In reviewing Canada’s legal framework around the access of data for research purposes, there are some key findings that are summarized here:
- There are ethical imperatives to protect confidentiality but also to provide access to quality data that enable research in the public interest
- Data custodians have fundamental duties to protect confidentiality. This underpins their conduct and leads to cautious and conservative interpretations of allowable access when a complimentary mandate for access is not made explicit
- Federal and provincial laws generally address identifiable information and do not constrain researchers from access to de-identified data
- However, there are imprecise and inconsistencies around the definition of identifiable information
- Consent to data by participants has been a key requirement for experimental research. Access to information however does not require the same ethical and legal considerations. Risk associated with access to data need to be weighed against the research benefits healthcare outcomes for the general public.

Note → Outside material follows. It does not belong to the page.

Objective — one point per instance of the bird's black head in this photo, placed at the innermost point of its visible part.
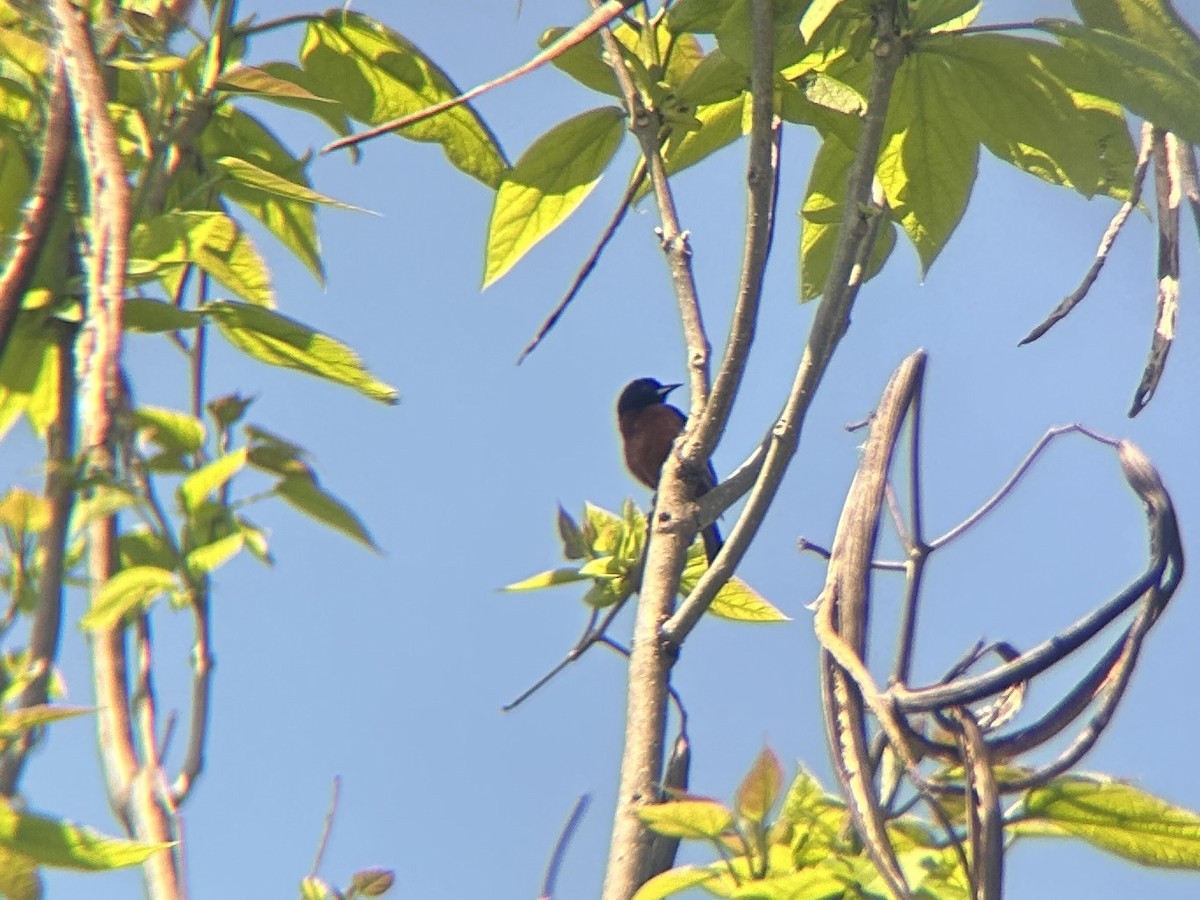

For the purposes of this series we’ll focus on the use of de-identified data as this represents the “low hanging fruit” that can be used with great effect both within the research community and commercially within the existing legal framework. No discussion around the use of de-identified data can begin without first addressing the risk associated with re-identification of that data.
Risk of Re-Identification
In Ontario, the Personal Health Information Protection Act (PHIPA) specifically outlines de-identified data is not subject to any of the limitations and restrictions imposed by PHIPA. However, custodians have a duty to minimize risk and this starts from minimizing the amount of personal information collected. In fact, PHIPA mandates that if personal information is not required then it should not be collected. Custodians are incentivized to de-risk privacy leaks as much as possible – to this end, there is insufficient trust in the de-identification process thus resulting in a limiting principle which is to not share any data at all. This mistrust stems from concerns that re-identification can be achieved through the use of auxiliary data.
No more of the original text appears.